Sta avvenendo in Italia qualcosa di molto simile alla Grecia. Mentre ad Atene chiude la televisione di Stato (adesso ripresa in forma ridotta) e si esibisce per l’ultima volta l’orschestra, a Roma il Colosseo, simbolo di Roma e dell’Italia nel mondo, chiude per la protesta degli operatori. Una manifestazione giusta per i lavoratori che reclamano condizioni migliori, che subiscono gravi ritardi nei loro pagamenti, e che solo dopo questa protesta hanno ottenuto lo sblocco dei finanziamenti per gli stipendia da parte del Mibac. Ma far trovare il Colosseo chiuso ai turisti è un’offesa per tutti.
C’è stata una retorica troppo esagerata in questi venti anni sull’importanza strategica della cultura e del nostro patrimonio archeologico. Tali misure sbandierate in una continua campagna elettorale però non hanno riscontri nei fatti. Anzi, è vero proprio il contrario: investiamo solo l’1,1% della spesa pubblica destinata alla cultura. La media in europa è del 2,2%, il doppio. Siamo al penultimo posto, davanti appunto solo alla Grecia (guarda caso) per percentuale di spesa in istruzione (l’8,5% a fronte del 10,9% dell’Ue a 27).
Eppure come sottolinea lo studio Unioncamere/Symbola (Io sono cultura 2013) la cultura rappresenta il 5,4% della ricchezza prodotta, equivalente a 75 miliardi di euro. Un settore che dà lavoro a un milione e quattrocentomila persone, ovvero al 5,7% del totale degli occupati in Italia. Allargando lo sguardo a tutta la “filiera della cultura”, ossia ai settori attivati come il turismo legato alle città d’arte, il valore aggiunto prodotto dalla cultura schizza dal 5,4 al 15.3% del totale dell’economia nazionale.

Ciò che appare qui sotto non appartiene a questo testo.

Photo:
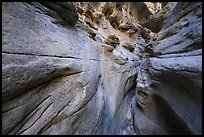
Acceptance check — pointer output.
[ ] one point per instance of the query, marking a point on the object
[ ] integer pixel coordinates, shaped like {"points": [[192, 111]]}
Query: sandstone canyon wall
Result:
{"points": [[110, 68]]}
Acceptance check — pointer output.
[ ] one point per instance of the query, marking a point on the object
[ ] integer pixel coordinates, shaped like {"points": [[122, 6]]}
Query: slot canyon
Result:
{"points": [[101, 68]]}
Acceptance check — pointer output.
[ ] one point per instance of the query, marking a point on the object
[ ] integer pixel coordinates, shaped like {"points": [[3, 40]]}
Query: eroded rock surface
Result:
{"points": [[100, 68]]}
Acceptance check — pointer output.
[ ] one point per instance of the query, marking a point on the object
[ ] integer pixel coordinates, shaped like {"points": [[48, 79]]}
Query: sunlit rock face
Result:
{"points": [[110, 68]]}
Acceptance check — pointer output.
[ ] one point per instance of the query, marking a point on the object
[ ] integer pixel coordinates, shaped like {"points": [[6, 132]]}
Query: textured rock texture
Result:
{"points": [[101, 68]]}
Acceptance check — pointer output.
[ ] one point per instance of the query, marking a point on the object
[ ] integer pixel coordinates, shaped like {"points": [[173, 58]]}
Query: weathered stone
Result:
{"points": [[107, 75]]}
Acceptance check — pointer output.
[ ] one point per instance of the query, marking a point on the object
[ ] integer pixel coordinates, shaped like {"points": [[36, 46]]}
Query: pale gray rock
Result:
{"points": [[92, 68]]}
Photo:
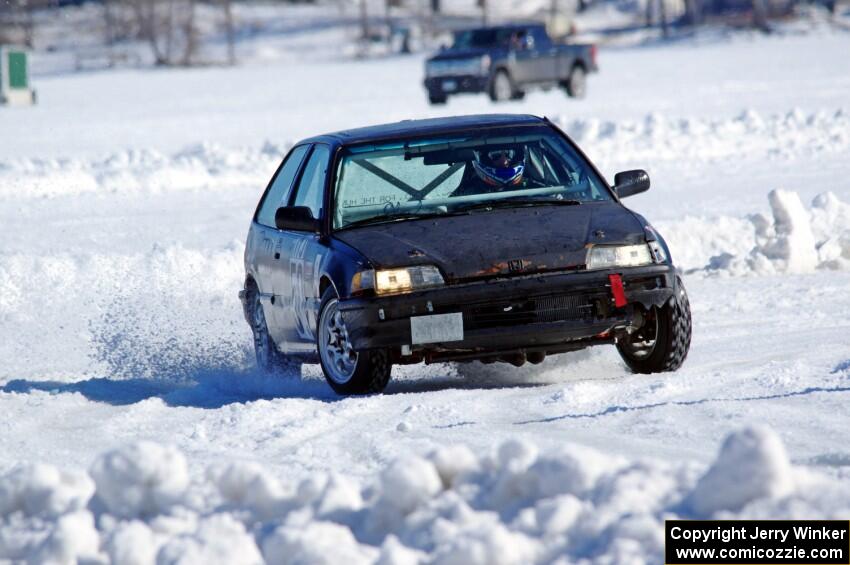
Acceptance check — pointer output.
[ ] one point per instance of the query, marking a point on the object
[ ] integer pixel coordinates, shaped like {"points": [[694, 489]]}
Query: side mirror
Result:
{"points": [[629, 183], [296, 218]]}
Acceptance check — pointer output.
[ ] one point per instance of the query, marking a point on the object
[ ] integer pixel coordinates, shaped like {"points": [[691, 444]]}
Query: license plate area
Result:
{"points": [[437, 328]]}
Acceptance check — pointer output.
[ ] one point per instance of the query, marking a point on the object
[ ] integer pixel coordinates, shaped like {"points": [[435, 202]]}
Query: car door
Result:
{"points": [[546, 61], [524, 57], [296, 278], [264, 239]]}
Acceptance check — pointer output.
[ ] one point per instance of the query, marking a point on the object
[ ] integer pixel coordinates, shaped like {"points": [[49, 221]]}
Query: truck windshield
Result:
{"points": [[506, 167], [472, 38]]}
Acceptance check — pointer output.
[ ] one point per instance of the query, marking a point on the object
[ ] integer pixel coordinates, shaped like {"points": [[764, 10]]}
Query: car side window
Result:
{"points": [[278, 193], [540, 36], [310, 191]]}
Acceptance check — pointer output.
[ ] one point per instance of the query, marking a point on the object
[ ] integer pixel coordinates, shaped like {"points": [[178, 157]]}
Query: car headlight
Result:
{"points": [[396, 281], [609, 256]]}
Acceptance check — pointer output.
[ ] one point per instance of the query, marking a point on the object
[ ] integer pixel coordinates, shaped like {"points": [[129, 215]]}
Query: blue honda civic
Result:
{"points": [[488, 238]]}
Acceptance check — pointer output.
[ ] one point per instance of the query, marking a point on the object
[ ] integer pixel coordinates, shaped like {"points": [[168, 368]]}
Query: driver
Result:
{"points": [[495, 170]]}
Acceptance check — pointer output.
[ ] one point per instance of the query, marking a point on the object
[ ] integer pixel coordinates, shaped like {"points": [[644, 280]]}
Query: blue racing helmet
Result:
{"points": [[500, 167]]}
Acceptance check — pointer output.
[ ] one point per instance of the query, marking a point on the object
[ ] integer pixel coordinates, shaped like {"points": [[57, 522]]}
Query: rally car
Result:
{"points": [[487, 238]]}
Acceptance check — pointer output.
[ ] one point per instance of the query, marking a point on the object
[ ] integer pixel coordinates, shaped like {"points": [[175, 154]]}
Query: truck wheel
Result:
{"points": [[502, 87], [664, 340], [269, 358], [577, 83], [346, 370]]}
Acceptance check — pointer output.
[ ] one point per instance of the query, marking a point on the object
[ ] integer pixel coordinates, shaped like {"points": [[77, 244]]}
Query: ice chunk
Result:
{"points": [[317, 543], [142, 479], [793, 242], [752, 464], [43, 490]]}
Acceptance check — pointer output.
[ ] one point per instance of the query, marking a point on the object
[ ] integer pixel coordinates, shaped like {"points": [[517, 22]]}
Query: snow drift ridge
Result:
{"points": [[138, 505]]}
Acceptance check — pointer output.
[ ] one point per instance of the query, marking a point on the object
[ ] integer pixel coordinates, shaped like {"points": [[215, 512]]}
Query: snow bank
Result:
{"points": [[658, 136], [203, 166], [169, 313], [655, 137], [794, 240], [515, 505]]}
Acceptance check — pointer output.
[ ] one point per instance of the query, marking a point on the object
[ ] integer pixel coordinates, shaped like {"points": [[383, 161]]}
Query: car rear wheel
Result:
{"points": [[577, 83], [662, 343], [269, 358], [346, 370]]}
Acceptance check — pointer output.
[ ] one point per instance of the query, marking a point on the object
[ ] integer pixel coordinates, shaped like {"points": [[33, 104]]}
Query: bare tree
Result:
{"points": [[229, 31], [760, 15], [168, 26]]}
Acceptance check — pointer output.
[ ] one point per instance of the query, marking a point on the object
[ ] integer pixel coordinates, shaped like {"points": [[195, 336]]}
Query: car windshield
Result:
{"points": [[472, 38], [490, 168]]}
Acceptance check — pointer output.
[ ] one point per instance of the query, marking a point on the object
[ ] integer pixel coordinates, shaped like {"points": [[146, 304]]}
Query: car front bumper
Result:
{"points": [[547, 313], [454, 84]]}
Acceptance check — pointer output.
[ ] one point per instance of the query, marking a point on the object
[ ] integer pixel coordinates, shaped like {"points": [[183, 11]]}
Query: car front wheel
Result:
{"points": [[662, 343], [346, 370]]}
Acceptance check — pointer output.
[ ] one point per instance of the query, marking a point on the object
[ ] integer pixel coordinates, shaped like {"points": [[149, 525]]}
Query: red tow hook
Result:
{"points": [[617, 290]]}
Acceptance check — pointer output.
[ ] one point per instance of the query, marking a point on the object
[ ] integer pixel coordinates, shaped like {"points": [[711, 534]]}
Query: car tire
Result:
{"points": [[269, 358], [576, 83], [502, 87], [663, 342], [347, 371]]}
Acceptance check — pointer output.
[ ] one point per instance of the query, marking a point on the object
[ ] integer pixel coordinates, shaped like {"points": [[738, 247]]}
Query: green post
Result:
{"points": [[14, 77]]}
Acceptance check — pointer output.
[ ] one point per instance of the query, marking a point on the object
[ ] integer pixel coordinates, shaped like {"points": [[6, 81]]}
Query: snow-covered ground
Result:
{"points": [[124, 200]]}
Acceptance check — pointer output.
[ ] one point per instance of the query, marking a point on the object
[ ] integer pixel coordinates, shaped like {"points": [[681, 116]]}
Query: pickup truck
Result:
{"points": [[507, 61]]}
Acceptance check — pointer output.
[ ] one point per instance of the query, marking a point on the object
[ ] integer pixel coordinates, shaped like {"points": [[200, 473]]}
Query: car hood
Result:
{"points": [[499, 242]]}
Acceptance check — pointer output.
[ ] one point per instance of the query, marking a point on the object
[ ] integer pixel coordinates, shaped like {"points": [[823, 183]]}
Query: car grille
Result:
{"points": [[529, 311]]}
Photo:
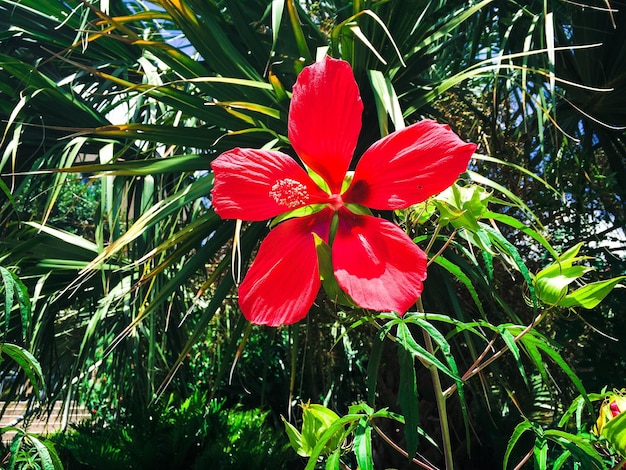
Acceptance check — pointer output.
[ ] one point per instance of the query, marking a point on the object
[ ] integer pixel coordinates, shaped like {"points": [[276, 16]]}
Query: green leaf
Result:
{"points": [[520, 429], [590, 295], [28, 363], [295, 438], [407, 391], [334, 460], [316, 420], [373, 364], [615, 433], [46, 453], [9, 282], [463, 206]]}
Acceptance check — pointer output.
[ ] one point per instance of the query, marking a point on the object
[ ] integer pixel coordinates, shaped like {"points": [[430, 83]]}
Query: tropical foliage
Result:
{"points": [[112, 114]]}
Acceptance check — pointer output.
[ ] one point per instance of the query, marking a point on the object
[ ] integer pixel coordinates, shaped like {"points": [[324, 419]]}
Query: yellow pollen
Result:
{"points": [[289, 193]]}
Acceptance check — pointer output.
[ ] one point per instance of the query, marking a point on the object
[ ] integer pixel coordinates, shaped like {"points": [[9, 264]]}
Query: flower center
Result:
{"points": [[290, 193]]}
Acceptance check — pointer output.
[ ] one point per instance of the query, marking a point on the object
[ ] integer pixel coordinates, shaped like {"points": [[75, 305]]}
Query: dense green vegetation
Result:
{"points": [[112, 113]]}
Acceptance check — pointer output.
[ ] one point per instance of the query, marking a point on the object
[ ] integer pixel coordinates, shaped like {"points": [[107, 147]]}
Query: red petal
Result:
{"points": [[409, 166], [377, 264], [325, 119], [284, 279], [259, 184]]}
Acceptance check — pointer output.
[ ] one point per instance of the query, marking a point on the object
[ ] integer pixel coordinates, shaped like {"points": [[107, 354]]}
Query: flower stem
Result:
{"points": [[440, 398]]}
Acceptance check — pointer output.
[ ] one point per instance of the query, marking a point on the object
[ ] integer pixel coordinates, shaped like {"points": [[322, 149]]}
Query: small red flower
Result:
{"points": [[373, 260]]}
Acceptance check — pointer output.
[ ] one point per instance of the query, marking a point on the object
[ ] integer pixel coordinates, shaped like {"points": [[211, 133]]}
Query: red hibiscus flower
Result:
{"points": [[373, 260]]}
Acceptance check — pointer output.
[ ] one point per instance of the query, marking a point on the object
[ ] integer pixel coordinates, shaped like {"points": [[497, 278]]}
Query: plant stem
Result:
{"points": [[427, 465], [441, 406], [440, 398]]}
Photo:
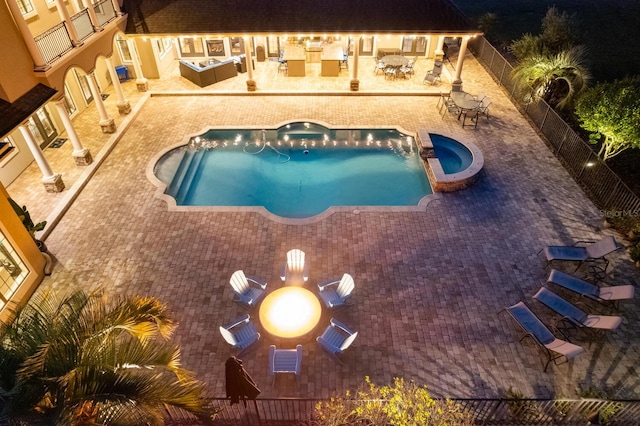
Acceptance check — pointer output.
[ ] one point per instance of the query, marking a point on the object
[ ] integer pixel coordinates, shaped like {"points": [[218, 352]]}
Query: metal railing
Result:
{"points": [[497, 411], [600, 183], [54, 43], [82, 24], [105, 12]]}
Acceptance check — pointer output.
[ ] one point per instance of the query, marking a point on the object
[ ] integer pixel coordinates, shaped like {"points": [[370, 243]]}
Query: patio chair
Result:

Questo è un tema politico. E quindi purtroppo sarà uno dei più complicati dal Governo Letta, che in queste settimane ha dimostrato di trovare un accordo pd-pdl sulle questioni tecniche, ma di aver difficoltà a trovare una quadra nei temi strettamente politici. E senza politiche culturali è come se avessimo il Colosseo chiuso ogni giorno.